Petition Closed

If either you or a loved one is currently expecting, I urge you to read and sign this petition.  Expecting parents put all of their trust into the medical community to ensure the delivery of a healthy baby.  Sadly, sometimes bad things happen despite the best efforts.  But how would you feel if you lost your baby to something that could have been both diagnosed and properly managed?

Babies do not need to die because of vasa previa.  But many do.  The technology exists to detect vasa previa, but all too often it is not diagnosed because awareness of the simple measures needed to detect the condition prenatally is not the standard of care.  However, infant death and injury are preventable when vasa previa is prenatally diagnosed.

Both Canada and the UK have guidelines in place on how to effectively diagnose and manage a patient with vasa previa.  Australia is currently looking into writing guidelines as well.  My desire is for the United States to do the same.

We are petitioning the ACOG specifically as it works primarily to:
•    Serve as a strong advocate for quality health care for women.
•    Maintain the highest standards of clinical practice and continuing education for its members.
•    Promote patient education and stimulate patient understanding of and involvement in medical care.
•    Increase awareness among its members and the public of the changing issues facing women's health care.

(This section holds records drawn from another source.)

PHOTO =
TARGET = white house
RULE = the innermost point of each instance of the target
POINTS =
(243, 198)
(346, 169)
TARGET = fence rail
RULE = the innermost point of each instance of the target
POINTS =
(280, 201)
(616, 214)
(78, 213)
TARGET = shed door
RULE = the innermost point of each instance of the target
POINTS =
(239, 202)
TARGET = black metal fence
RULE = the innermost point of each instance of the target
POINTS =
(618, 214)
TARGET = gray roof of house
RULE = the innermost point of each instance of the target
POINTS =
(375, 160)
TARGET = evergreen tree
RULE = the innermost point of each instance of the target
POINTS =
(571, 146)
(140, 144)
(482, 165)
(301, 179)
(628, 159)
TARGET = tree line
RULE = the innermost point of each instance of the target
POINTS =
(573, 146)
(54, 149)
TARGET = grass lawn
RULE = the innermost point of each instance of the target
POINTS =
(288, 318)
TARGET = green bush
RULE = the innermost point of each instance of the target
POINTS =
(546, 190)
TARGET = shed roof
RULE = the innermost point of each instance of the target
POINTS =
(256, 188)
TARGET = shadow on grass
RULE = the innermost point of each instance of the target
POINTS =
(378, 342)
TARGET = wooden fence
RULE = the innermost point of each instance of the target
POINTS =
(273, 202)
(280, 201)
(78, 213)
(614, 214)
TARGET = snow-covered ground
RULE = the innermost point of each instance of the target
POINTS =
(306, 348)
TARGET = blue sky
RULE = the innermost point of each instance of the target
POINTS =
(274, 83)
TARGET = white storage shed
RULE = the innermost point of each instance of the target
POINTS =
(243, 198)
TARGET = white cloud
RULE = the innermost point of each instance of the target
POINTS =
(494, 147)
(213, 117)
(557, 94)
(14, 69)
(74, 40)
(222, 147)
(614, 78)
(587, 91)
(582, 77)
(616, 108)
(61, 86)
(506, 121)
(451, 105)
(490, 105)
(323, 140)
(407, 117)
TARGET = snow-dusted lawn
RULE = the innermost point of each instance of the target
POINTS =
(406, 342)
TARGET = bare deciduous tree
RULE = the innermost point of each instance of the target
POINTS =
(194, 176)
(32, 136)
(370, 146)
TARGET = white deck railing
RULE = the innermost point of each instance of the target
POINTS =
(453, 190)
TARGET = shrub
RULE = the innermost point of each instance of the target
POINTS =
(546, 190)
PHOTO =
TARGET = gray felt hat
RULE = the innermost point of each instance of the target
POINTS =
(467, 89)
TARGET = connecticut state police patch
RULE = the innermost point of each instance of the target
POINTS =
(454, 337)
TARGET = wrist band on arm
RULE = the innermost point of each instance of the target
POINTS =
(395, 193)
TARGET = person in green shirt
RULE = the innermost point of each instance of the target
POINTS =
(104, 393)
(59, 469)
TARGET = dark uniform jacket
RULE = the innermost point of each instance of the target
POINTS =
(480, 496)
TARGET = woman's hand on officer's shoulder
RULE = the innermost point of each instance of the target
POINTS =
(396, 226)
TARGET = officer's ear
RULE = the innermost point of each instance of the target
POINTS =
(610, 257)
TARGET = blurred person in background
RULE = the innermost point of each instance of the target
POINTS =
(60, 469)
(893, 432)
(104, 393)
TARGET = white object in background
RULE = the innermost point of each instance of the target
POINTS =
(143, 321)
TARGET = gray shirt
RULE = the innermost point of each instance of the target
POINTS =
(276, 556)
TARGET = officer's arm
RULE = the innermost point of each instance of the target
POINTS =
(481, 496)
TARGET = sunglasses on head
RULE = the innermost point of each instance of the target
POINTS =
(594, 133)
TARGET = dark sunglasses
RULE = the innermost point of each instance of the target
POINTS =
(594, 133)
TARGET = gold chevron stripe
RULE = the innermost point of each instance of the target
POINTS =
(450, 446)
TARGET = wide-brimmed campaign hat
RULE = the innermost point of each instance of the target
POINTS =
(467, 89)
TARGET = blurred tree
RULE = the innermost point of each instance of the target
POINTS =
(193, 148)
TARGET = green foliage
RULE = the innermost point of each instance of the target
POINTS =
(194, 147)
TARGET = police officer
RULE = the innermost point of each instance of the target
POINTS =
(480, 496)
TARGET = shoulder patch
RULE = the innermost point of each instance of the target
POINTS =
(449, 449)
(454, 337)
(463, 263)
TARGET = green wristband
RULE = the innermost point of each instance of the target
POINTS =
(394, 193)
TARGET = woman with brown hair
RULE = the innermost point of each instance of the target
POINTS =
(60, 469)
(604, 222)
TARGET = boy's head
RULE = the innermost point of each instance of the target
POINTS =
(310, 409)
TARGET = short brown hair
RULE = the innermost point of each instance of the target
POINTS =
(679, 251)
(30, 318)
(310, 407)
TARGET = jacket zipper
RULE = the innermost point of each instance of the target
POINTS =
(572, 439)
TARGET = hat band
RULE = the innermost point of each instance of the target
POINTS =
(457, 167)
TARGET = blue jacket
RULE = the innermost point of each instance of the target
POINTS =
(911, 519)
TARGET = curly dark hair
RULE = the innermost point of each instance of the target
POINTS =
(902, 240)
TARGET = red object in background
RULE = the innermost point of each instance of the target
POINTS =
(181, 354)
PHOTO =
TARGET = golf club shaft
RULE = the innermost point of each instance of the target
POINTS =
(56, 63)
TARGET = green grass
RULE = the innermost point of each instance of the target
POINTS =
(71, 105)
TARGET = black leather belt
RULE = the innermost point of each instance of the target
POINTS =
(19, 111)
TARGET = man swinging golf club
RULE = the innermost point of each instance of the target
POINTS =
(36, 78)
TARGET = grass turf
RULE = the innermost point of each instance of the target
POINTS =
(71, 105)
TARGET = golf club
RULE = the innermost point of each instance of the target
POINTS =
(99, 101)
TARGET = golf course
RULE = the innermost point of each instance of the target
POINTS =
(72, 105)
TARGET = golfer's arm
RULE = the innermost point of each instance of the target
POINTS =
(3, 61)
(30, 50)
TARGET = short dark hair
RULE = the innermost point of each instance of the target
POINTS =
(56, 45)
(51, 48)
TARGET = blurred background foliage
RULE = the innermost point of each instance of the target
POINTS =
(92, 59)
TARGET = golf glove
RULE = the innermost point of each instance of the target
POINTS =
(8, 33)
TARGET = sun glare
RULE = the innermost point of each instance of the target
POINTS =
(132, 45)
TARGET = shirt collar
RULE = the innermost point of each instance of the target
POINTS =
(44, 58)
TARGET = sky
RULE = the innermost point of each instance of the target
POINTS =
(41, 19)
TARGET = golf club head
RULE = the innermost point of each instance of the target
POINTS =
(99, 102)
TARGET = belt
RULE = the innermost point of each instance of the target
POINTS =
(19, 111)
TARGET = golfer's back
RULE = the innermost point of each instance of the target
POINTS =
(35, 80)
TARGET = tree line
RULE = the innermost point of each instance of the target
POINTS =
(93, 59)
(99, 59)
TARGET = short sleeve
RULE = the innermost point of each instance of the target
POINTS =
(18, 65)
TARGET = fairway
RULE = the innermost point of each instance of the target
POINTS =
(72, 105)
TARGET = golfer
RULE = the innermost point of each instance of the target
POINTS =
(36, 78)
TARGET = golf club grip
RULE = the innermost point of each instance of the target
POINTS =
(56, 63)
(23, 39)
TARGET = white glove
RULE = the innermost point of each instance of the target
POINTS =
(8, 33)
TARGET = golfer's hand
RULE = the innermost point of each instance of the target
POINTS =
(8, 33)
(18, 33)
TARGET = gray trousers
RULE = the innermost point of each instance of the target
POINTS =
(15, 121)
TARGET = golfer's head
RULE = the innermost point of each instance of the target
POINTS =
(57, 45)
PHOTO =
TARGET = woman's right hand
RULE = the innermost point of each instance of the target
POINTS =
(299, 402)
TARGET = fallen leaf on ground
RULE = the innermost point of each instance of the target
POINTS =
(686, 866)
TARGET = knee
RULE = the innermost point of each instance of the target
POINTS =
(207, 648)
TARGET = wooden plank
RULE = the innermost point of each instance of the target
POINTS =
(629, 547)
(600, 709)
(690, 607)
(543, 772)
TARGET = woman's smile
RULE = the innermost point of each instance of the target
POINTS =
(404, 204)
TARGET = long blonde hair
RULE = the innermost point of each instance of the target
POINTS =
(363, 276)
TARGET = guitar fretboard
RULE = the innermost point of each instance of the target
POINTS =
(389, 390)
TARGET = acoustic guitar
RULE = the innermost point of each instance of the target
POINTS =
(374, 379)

As a mother who lost her first child, Jake, to undiagnosed vasa previa, I am asking you to support this petition to the ACOG with the goal being that they will put into place a standard of care for vasa previa which, in turn, will hold the medical community accountable for managing this condition properly.

I realize that nothing will bring Jake back, but we all have the power to help spare other families from the pain and tragedy of also losing a baby to vasa previa.  Please sign this petition today and help stop neonatal death from vasa previa.

Thank you for your support.

Jenna Steckler

 

Letter to
Clinical Practice The American Congress of Obstetricians and Gynecologists
I just signed the following petition addressed to: The American Congress of Obstetricians and Gynecologists (ACOG).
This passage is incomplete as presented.